Das Grundgesetz für die Bundesrepublik Deutschland vom 23. Mai 1949 feierte im Mai diesen Jahres sein 70 jähriges Jubiläum. In ganz Deutschland haben hierzu Feierlichkeiten, Events und Aktionen stattgefunden. Zu Recht, denn das deutsche Grundgesetz muss man als einen wahrlich großen Wurf der Nachkriegsgesellschaft bezeichnen. Es war und ist die Grundlage für eine dauerhaft freiheitliche Gesellschaft. Sowohl konservativ als auch liberal.
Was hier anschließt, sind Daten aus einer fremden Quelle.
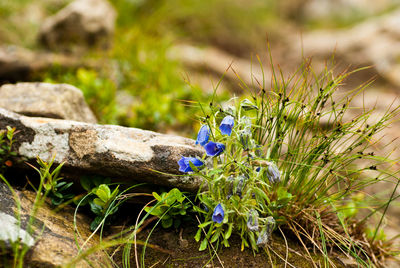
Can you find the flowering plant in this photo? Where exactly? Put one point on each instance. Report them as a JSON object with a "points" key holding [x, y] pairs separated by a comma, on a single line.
{"points": [[289, 158], [239, 178]]}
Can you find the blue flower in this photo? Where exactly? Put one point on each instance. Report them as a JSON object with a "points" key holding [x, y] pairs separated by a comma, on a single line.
{"points": [[273, 174], [252, 221], [218, 214], [214, 148], [184, 165], [203, 135], [227, 125], [265, 234]]}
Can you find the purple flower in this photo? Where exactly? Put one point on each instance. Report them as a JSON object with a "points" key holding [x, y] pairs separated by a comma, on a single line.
{"points": [[184, 165], [218, 214], [214, 148], [203, 135], [227, 125], [273, 174]]}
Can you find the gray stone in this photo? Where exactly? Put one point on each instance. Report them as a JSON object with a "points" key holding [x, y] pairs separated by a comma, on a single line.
{"points": [[81, 23], [52, 236], [124, 154], [61, 101]]}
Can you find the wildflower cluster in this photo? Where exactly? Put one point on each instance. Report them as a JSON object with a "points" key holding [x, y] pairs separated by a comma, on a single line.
{"points": [[291, 157], [239, 178]]}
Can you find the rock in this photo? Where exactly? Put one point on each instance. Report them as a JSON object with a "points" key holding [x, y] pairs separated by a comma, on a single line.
{"points": [[374, 42], [81, 23], [124, 154], [52, 242], [61, 101]]}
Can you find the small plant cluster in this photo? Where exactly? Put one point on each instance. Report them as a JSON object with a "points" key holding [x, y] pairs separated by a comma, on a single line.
{"points": [[289, 158], [6, 142], [239, 180], [100, 198], [172, 208]]}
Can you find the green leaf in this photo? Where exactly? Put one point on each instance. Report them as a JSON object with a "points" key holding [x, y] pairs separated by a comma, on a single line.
{"points": [[205, 224], [96, 209], [228, 232], [215, 235], [156, 196], [177, 222], [203, 244], [198, 235], [103, 192], [99, 202], [166, 223], [261, 194], [86, 183], [95, 223], [226, 243], [194, 168]]}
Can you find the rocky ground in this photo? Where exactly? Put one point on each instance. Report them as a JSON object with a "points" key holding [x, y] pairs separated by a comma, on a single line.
{"points": [[55, 119]]}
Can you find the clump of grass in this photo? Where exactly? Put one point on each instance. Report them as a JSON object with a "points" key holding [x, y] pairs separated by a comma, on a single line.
{"points": [[294, 158]]}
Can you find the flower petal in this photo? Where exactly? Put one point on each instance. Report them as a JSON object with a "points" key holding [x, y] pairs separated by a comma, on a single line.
{"points": [[214, 148], [203, 135], [218, 214]]}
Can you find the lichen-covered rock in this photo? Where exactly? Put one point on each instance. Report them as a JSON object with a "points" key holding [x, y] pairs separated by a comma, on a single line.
{"points": [[121, 153], [52, 242], [82, 23], [60, 101]]}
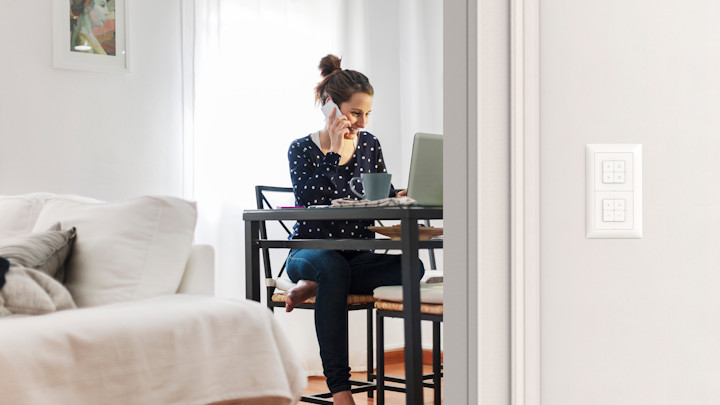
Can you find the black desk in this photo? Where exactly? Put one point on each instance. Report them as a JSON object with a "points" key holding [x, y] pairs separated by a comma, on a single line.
{"points": [[408, 245]]}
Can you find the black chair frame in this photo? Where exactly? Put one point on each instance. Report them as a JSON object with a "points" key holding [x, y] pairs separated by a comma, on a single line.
{"points": [[437, 372]]}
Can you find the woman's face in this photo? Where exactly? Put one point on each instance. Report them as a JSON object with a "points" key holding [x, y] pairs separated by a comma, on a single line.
{"points": [[357, 110], [99, 13]]}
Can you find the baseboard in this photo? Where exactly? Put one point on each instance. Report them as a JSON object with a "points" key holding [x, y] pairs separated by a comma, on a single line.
{"points": [[398, 356]]}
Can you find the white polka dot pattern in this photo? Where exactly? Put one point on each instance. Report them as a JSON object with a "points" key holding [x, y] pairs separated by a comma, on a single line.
{"points": [[317, 179]]}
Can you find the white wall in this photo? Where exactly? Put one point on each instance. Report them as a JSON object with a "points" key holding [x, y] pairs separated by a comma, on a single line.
{"points": [[631, 321], [109, 136]]}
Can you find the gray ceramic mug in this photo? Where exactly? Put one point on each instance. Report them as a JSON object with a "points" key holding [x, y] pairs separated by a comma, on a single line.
{"points": [[376, 185]]}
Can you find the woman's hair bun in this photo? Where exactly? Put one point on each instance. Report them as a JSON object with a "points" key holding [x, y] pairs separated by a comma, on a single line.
{"points": [[329, 64]]}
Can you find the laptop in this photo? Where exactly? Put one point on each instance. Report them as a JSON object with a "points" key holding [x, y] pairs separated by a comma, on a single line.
{"points": [[425, 180]]}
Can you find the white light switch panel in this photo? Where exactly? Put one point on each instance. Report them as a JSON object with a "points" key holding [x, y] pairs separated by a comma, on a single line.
{"points": [[614, 191]]}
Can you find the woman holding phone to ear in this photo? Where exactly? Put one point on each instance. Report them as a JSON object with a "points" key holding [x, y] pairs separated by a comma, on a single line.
{"points": [[321, 165]]}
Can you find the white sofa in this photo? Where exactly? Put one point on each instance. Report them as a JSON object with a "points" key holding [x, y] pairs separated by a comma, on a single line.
{"points": [[146, 329]]}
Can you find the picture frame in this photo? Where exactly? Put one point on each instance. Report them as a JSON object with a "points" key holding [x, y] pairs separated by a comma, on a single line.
{"points": [[90, 35]]}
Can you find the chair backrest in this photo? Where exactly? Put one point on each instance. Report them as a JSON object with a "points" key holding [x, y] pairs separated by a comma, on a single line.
{"points": [[263, 202]]}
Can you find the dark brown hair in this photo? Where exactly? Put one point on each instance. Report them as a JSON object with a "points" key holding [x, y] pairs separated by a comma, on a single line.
{"points": [[339, 84]]}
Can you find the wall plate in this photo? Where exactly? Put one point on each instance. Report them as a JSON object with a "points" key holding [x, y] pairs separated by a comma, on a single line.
{"points": [[613, 191]]}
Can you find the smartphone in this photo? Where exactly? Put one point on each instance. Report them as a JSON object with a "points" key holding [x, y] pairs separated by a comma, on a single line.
{"points": [[329, 107]]}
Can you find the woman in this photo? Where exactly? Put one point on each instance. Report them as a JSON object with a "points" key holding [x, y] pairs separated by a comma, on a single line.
{"points": [[86, 15], [321, 164]]}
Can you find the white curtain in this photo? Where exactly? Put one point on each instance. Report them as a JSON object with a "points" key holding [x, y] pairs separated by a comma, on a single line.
{"points": [[253, 71]]}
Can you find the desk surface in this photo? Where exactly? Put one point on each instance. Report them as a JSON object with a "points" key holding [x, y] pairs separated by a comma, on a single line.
{"points": [[388, 213]]}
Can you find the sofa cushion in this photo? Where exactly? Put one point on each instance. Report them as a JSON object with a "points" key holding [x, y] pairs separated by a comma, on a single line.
{"points": [[32, 292], [4, 266], [19, 212], [42, 251], [124, 250]]}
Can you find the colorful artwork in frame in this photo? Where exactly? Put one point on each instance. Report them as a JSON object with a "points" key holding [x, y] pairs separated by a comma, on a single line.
{"points": [[90, 35]]}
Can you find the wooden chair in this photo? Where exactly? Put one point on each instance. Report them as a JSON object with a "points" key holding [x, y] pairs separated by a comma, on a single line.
{"points": [[389, 304], [277, 287]]}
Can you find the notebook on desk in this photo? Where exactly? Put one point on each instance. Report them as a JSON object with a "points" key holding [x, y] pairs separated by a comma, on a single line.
{"points": [[425, 180]]}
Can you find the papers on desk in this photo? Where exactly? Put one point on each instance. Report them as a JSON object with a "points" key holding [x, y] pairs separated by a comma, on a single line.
{"points": [[385, 202]]}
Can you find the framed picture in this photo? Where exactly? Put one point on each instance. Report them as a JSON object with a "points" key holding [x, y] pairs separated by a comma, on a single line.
{"points": [[90, 35]]}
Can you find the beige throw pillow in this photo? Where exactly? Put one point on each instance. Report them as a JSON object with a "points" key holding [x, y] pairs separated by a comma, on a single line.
{"points": [[43, 251], [124, 250], [31, 292]]}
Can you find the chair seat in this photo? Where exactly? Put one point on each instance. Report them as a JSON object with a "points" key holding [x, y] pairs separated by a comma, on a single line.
{"points": [[353, 299], [434, 309], [429, 293]]}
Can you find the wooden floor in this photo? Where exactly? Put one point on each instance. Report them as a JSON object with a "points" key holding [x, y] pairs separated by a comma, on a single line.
{"points": [[317, 384]]}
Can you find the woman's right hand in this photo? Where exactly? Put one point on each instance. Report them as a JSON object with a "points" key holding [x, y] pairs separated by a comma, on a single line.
{"points": [[337, 129]]}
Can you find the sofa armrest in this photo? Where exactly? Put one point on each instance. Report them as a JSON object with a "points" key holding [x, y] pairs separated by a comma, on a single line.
{"points": [[199, 276]]}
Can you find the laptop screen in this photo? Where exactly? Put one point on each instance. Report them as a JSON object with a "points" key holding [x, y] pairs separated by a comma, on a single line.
{"points": [[425, 180]]}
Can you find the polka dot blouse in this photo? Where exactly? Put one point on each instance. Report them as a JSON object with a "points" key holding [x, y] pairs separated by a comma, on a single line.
{"points": [[318, 179]]}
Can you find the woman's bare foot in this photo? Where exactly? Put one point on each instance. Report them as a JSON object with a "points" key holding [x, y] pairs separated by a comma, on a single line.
{"points": [[343, 398], [298, 294]]}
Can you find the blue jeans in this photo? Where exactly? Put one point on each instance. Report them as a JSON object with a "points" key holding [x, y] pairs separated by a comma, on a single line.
{"points": [[338, 274]]}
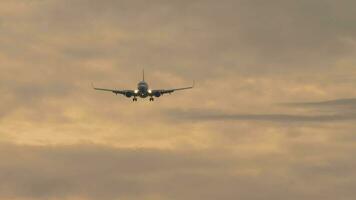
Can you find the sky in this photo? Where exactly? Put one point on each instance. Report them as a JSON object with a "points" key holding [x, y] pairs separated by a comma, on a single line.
{"points": [[272, 115]]}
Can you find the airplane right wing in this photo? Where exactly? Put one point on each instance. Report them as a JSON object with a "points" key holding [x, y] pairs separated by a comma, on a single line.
{"points": [[127, 93]]}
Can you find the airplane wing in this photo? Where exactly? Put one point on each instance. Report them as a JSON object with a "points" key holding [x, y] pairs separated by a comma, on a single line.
{"points": [[169, 91], [123, 92]]}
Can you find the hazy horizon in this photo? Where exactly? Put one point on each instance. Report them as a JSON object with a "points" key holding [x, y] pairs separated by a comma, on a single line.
{"points": [[272, 115]]}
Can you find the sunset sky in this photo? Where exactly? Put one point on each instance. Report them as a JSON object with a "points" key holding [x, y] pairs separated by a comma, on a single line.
{"points": [[272, 115]]}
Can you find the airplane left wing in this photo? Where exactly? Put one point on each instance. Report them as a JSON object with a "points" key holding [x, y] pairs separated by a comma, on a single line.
{"points": [[169, 91]]}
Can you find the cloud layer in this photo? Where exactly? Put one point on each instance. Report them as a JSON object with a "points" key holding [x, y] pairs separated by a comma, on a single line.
{"points": [[229, 138]]}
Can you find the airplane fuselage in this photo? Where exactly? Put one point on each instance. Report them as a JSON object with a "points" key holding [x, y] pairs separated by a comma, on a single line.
{"points": [[142, 89]]}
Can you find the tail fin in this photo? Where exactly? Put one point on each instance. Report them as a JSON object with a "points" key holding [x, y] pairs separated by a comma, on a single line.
{"points": [[143, 75]]}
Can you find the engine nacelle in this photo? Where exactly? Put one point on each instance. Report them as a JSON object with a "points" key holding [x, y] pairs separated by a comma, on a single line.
{"points": [[157, 94]]}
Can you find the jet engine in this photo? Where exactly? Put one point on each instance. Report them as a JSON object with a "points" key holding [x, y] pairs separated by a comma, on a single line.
{"points": [[157, 94]]}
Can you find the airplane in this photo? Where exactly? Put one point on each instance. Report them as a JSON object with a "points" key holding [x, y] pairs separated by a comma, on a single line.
{"points": [[143, 90]]}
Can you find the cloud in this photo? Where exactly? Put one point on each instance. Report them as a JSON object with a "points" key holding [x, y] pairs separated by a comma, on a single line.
{"points": [[351, 102], [98, 172], [206, 115]]}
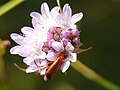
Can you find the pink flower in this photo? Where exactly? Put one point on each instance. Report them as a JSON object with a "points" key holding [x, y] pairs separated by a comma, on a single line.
{"points": [[67, 20]]}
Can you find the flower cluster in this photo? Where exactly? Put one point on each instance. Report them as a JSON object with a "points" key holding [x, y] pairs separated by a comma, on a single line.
{"points": [[52, 33]]}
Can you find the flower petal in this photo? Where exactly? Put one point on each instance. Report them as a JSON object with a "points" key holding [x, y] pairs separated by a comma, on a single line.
{"points": [[52, 56], [31, 69], [27, 30], [26, 51], [76, 17], [57, 46], [65, 66], [45, 10], [15, 50], [69, 47], [43, 71], [54, 12], [73, 57], [17, 38], [67, 12], [35, 15], [28, 60]]}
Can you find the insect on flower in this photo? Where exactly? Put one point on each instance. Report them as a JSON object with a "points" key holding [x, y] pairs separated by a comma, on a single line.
{"points": [[54, 67]]}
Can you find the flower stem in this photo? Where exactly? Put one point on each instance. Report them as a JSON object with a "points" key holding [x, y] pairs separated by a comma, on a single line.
{"points": [[93, 76], [9, 5]]}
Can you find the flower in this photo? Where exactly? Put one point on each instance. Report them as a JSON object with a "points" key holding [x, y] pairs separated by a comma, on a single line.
{"points": [[66, 20], [53, 33], [47, 18], [68, 49]]}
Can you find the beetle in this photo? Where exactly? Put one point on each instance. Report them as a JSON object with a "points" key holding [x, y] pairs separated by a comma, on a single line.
{"points": [[54, 67]]}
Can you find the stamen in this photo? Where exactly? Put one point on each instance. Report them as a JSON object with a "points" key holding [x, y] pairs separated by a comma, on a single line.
{"points": [[58, 2]]}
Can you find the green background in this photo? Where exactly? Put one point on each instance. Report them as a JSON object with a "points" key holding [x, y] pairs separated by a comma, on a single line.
{"points": [[100, 28]]}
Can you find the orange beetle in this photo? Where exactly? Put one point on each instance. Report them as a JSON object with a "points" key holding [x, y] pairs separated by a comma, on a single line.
{"points": [[54, 67]]}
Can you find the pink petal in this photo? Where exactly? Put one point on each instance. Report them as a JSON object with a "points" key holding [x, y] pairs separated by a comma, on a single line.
{"points": [[32, 69], [65, 66], [58, 46], [28, 60], [17, 38], [45, 10], [67, 12], [73, 57], [52, 56], [27, 30], [76, 17], [25, 51], [43, 71], [35, 15], [55, 11], [69, 47]]}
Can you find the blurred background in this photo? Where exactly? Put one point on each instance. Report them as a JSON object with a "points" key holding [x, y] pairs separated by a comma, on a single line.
{"points": [[100, 28]]}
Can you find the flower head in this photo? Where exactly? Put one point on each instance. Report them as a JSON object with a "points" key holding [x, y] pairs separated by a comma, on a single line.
{"points": [[53, 33]]}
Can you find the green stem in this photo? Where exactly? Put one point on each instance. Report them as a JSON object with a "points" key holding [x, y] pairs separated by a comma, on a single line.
{"points": [[93, 76], [9, 5]]}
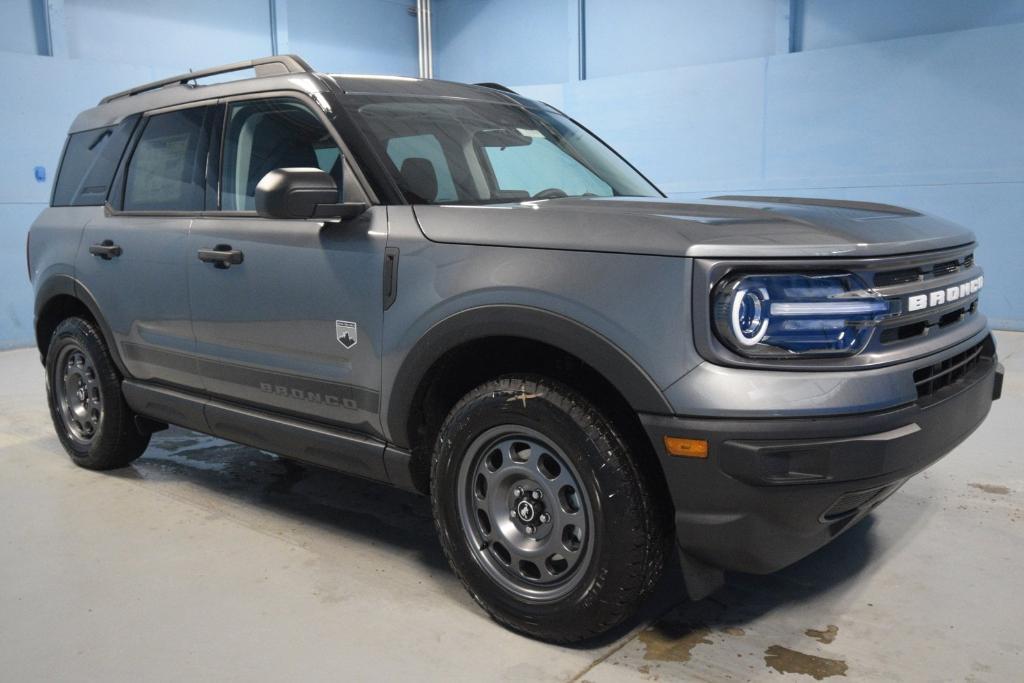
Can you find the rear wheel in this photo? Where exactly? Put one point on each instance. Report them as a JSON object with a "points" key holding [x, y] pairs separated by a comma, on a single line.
{"points": [[93, 422], [542, 511]]}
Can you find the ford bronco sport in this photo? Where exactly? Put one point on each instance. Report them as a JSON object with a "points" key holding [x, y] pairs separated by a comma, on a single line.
{"points": [[462, 292]]}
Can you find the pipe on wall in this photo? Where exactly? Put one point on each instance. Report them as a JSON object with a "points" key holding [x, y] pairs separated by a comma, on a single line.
{"points": [[424, 38]]}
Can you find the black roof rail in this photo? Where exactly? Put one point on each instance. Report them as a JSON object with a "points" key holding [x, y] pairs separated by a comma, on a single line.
{"points": [[497, 86], [273, 66]]}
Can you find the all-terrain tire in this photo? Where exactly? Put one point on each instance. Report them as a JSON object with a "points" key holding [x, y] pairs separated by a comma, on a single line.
{"points": [[617, 561], [83, 387]]}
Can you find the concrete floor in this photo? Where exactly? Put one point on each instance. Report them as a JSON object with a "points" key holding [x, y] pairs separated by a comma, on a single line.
{"points": [[212, 561]]}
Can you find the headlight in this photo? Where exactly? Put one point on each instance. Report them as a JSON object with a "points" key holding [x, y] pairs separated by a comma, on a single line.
{"points": [[785, 315]]}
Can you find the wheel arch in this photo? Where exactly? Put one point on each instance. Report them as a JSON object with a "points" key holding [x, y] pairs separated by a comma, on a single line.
{"points": [[59, 297], [478, 342]]}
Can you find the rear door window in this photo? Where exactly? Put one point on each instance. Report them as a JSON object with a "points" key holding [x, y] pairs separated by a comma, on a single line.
{"points": [[89, 163], [167, 170]]}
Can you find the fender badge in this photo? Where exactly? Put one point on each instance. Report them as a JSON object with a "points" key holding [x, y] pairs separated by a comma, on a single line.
{"points": [[346, 333]]}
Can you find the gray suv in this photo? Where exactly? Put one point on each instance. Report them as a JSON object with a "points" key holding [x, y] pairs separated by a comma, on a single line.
{"points": [[462, 292]]}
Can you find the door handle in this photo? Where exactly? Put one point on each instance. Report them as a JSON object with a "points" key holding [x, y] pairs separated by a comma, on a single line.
{"points": [[222, 256], [105, 250]]}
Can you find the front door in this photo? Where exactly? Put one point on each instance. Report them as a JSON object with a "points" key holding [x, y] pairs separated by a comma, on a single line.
{"points": [[294, 325]]}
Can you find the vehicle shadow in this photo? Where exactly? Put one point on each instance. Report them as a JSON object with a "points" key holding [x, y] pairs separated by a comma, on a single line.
{"points": [[299, 494], [337, 503]]}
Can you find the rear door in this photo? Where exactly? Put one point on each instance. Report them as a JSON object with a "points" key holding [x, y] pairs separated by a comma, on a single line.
{"points": [[294, 325], [132, 258]]}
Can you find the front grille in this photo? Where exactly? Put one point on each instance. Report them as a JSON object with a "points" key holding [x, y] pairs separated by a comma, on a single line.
{"points": [[953, 370], [927, 274], [923, 272]]}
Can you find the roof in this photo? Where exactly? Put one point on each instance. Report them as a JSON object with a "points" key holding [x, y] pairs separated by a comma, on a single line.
{"points": [[273, 73]]}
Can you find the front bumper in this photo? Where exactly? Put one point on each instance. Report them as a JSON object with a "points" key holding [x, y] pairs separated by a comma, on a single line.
{"points": [[772, 491]]}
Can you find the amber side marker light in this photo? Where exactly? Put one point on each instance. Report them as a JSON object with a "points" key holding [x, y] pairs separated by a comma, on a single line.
{"points": [[686, 447]]}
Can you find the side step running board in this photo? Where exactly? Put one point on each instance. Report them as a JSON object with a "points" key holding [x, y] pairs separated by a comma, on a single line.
{"points": [[317, 444]]}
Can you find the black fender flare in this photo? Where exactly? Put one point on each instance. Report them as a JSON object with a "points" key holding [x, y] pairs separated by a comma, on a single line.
{"points": [[639, 390], [66, 285]]}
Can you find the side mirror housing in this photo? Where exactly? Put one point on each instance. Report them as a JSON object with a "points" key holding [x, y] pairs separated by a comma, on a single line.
{"points": [[302, 193]]}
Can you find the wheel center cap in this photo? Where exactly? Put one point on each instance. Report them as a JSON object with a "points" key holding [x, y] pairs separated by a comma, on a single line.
{"points": [[525, 511]]}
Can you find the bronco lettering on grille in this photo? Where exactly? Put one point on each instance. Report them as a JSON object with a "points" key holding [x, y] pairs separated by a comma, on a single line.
{"points": [[946, 295]]}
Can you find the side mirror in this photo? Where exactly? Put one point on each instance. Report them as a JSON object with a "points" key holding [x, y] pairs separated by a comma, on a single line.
{"points": [[302, 193]]}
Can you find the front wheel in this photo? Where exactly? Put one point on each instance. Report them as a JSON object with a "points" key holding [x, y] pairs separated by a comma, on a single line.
{"points": [[542, 511], [93, 422]]}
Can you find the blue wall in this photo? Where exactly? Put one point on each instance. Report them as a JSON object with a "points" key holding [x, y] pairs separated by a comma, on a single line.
{"points": [[906, 101], [114, 44]]}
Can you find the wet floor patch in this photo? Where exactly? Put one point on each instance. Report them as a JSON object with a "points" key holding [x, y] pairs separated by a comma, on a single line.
{"points": [[826, 636], [785, 660], [998, 489], [673, 642]]}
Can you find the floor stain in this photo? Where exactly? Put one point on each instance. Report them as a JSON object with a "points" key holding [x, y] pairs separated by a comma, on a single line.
{"points": [[673, 642], [991, 488], [785, 660], [825, 636]]}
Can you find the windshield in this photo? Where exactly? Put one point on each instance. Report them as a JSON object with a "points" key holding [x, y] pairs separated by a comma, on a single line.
{"points": [[445, 151]]}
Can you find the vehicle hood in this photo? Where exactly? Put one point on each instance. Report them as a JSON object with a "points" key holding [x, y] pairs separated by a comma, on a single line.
{"points": [[719, 227]]}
Seine Werte überdauerten bislang mühelos sämtliche Modetrends, weshalb das Fundament unseres Rechtsstaates bis heute modern geblieben ist.

Meines Wissens hat es in Friedrichstadt keine Geburtstagsfeier oder ähnliche Aktion zu Ehren des Grundgesetzes gegeben. Damit wir trotz dänischer Königin und dem Label „Holländerstädtchen“ nicht vergessen, dass wir im Kern eine deutsche Stadt sind, weshalb das Grundgesetz über allem steht, sei ihm dieser Beitrag gewidmet.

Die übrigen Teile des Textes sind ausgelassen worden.